뉴욕타임스
뉴욕타임스 인증된 계정 · 독보적인 저널리즘
2022/08/04
By Claire Cain Miller, Josh Katz, Francesca Paris and Aatish Bhatia
Jimarielle Bowie at her alma mater, Angelo Rodriguez High School, in Fairfield, Calif. A lawyer, she credits some of her success to the friendships she made in high school. 출처: Marissa Leshnov/ 뉴욕타임스
Over the last four decades, the financial circumstances into which children have been born have increasingly determined where they have ended up as adults. But an expansive new study, based on billions of social media connections, has uncovered a powerful exception to that pattern that helps explain why certain places offer a path out of poverty.

For poor children, living in an area where people have more friendships that cut across class lines significantly increases how much they earn in adulthood, the new research found.

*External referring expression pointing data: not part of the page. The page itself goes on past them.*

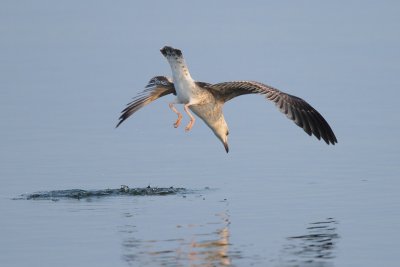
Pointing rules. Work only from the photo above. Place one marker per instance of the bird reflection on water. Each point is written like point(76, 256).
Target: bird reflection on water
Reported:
point(315, 248)
point(196, 249)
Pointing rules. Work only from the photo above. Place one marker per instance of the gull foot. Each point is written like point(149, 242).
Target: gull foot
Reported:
point(189, 127)
point(178, 121)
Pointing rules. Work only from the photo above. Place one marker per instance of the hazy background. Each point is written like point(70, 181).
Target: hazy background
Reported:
point(67, 68)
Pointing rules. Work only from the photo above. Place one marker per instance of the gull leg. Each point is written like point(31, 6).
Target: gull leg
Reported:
point(178, 121)
point(192, 119)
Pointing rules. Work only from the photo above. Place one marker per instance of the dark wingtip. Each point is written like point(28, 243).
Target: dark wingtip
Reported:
point(226, 147)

The study, published Monday in Nature, analyzed the Facebook friendships of 72 million people, amounting to 84 percent of U.S. adults aged 25 to 44.

Previously, it was clear that some neighborhoods were much better than others at removing barriers to climbing the income ladder, but it wasn’t clear why. The new analysis — the biggest of its kind — found the degree to which the rich and poor were connected explained why a neighborhood’s children did better later in life, more than any other factor.